Przedłużaniem paznokci zajmuję się od 2007 roku, to długi czas. Wielu kobietom tipsy nadal kojarzą się z pstrokatymi, kolorowymi i długimi paznokciami. Stąd też niechęć do takiej właśnie metody upiększania. Jednak moda i trendy zmieniają się, powstają nowe technologie w kosmetyce, które powodują, że coraz trudniej nam jest określić, czy dana zmiana jest naturalna, czy też może jest wynikiem ingerencji specjalisty.
Żelowanie naturalnej płytki paznokcia jest dzisiaj jednym z najbardziej popularnych zabiegów poprawiających jej wygląd. Istnieje jednak wiele sprzecznych poglądów dotyczących tej metody. W czym tkwi problem i której opinii zaufać?
To nie żel niszczy paznokcie
Żel używany w technice utwardzania płytki paznokciowej jest związkiem chemicznym, który pod wpływem działania światła UV twardnieje, tworząc na płytce paznokciowej jednolitą warstwę. Ten proces nazywamy polimeryzacją. Aby ta warstwa dobrze przylegała do paznokcia, płytkę należy odpowiednio przygotować.
Z doświadczenia wiemy, że wytrzymałość kleju uwarunkowana jest dobrze przygotowaną, zmatowioną powierzchnią. Dzięki porowatej powłoce cząsteczki kleju wnikną głębiej. Zatem – jak przygotować płytkę paznokcia?

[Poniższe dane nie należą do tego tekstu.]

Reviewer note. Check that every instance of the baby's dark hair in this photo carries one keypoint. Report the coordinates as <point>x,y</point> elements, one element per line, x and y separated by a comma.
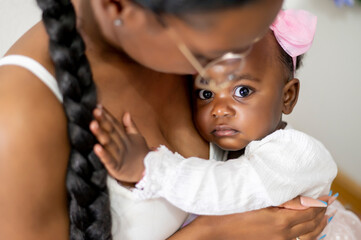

Wiele stylistek matowi paznokcie za pomocą frezarki bądź gruboziarnistego pilnika, a to podstawowy błąd.
Płytka paznokciowa zbudowana jest z warstw, widoczne jest to szczególnie u osób, których paznokcie się rozdwajają. Stosując gruboziarniste pilniki pozbawiamy płytkę około 40% jej grubości, przy bloku polerskim ubytek wynosi około 3%. Celem matowienia jest usunięcie warstwy tłuszczu, pokrywającej naturalną płytkę paznokcia.